Ryan glanced at the Armorer. "What d'you think, J.B.? Can we take this place out? It's the strongest redoubt I ever saw."

"May just be the weakest as well," J.B. replied, his glasses reflecting the dim light from the far end of the room.

"How, when and where?" Ryan asked. "That's what the Trader used to say about making a war plan. Not much else matters."

"When is the easiest. Has to be in the next couple of days. We have to spring the kid first."

Ryan nodded his agreement. "Sure, J.B., sure. And where couldn't be simpler. Here. Problem linked to that is how the flying fuck we get out of here after we've done it."

"Got to blow her up," Doc said. The old man looked exhausted, blinking away his tiredness. "Set charges and get out. Way that stammering sot put it, there's enough stuff down here to blow the planet in half. Most's fission, so we won't trigger it in a fire or explosion."

"This place's fucking deep enough to bury anything, isn't it?" Finnegan asked.

"Sure. Only problem is..." Doc Tanner hesitated. "You know this used to be an old volcano. Mount Mazama? When it went up, it left Crater Lake. These scientists— how I hate that word now! — they've dug so deep they must be damnably close to tapping into the old magma chamber under the caldera. Big bang down here and the force hasn't anywhere to go. Except down, mebbe."

"Mountain might go bang," Lori said.

"As usual, my dearest child, in your simple way you have placed your cunning digit upon the core of the question.

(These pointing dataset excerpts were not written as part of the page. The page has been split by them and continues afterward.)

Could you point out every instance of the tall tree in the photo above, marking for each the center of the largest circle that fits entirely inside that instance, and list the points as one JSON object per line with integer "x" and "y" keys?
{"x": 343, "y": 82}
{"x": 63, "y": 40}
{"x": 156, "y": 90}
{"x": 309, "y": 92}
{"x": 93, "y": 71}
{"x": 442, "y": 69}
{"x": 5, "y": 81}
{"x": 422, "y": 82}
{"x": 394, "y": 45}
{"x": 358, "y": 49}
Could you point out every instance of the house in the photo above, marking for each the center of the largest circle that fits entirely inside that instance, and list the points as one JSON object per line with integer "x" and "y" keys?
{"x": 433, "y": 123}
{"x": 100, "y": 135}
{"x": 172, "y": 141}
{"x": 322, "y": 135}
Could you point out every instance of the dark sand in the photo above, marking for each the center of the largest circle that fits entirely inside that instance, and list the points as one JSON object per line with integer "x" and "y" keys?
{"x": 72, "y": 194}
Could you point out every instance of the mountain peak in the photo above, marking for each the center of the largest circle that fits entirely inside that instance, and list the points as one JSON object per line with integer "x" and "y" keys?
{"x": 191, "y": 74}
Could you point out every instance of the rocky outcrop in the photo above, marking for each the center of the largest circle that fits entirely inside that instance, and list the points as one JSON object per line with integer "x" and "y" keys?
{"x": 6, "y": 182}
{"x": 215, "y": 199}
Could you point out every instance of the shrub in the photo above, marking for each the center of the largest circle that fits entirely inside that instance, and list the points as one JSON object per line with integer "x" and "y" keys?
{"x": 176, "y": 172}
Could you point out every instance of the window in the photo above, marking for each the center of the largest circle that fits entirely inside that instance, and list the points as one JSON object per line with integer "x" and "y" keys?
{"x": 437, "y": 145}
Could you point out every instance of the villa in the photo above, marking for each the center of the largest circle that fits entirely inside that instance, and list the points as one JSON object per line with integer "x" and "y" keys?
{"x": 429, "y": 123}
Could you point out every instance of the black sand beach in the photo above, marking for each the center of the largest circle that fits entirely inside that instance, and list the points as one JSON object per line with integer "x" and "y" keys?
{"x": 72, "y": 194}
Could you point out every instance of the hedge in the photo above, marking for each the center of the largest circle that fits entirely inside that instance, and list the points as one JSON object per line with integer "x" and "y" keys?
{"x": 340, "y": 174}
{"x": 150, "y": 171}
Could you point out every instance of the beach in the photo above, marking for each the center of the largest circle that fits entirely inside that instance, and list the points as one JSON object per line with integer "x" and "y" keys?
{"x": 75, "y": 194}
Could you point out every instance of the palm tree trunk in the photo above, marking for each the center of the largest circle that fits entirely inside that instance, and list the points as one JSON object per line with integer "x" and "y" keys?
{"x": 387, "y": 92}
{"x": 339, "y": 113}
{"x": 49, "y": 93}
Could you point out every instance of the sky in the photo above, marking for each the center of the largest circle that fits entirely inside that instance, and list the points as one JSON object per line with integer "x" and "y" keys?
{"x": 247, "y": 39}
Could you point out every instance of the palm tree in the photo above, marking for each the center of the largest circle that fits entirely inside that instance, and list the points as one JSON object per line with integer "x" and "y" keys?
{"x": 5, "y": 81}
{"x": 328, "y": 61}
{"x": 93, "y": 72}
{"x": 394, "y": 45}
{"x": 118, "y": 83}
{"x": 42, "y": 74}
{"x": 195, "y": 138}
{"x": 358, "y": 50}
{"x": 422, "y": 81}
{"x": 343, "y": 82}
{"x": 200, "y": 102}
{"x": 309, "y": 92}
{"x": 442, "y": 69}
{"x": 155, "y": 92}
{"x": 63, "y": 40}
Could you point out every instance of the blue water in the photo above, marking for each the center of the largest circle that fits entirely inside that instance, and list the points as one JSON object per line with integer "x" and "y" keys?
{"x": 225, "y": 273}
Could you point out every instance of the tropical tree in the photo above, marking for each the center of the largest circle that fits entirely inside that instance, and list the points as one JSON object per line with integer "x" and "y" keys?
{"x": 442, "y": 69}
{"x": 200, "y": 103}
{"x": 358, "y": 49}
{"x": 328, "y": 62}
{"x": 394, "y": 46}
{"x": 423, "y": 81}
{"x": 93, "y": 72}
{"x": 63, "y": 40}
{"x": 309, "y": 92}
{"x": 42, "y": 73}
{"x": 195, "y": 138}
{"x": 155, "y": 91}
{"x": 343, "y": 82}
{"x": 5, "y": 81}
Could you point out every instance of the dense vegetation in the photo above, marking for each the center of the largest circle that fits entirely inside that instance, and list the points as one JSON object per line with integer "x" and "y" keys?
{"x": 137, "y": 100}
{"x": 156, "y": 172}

It might indeed, 'go bang,' as you put it."

Doc fell asleep shortly afterward, with Lori at his side. The other four went to another part of the dormitory to formulate a plan that would enable them to overcome forty or so heavily armed mutie guards and destroy the most sophisticated weapons complex in the history of civilization.

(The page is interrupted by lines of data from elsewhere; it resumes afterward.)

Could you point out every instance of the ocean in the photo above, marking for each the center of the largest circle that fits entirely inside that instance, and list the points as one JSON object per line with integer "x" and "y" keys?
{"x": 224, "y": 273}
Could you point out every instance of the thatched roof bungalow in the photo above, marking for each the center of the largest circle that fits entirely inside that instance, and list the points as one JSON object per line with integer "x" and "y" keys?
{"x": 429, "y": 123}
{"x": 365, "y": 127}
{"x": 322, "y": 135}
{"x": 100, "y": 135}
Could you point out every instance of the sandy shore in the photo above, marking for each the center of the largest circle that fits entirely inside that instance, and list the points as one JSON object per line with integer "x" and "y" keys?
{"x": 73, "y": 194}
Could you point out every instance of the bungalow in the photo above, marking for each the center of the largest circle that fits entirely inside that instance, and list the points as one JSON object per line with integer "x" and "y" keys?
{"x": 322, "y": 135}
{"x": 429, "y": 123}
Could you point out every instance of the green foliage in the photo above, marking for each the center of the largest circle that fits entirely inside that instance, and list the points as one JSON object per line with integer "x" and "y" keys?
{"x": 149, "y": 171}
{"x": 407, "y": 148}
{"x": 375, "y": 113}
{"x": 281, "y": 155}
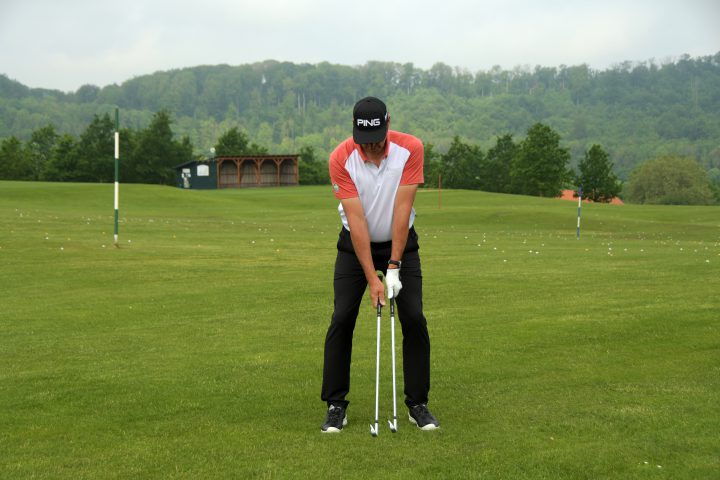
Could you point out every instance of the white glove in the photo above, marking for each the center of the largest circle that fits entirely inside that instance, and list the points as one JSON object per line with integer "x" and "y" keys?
{"x": 392, "y": 280}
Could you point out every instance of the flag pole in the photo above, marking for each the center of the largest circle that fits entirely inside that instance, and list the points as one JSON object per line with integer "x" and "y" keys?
{"x": 579, "y": 209}
{"x": 117, "y": 171}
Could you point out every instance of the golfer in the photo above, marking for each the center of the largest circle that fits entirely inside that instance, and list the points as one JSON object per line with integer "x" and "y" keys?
{"x": 375, "y": 175}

It took them all of twenty minutes.

Finnegan was the most confident. "Those fucking toy blasters they have. Blasters! Couldn't blast their way through a gaudy house blanket."

J.B. was more cautious. "They must work some of the time, Finn."

"One in a fucking hundred, that's all. You won't get better fucking odds in any firefight, I tell you. Easy as hitting a fucking war wag with a Sharps fifty."

Ryan laughed. "Hope you're right. You're too big a target, Finn. That's your trouble." He glanced at the big chron on the wall. "Look. It'll soon be in the red. Let's get some sleep. Big day tomorrow."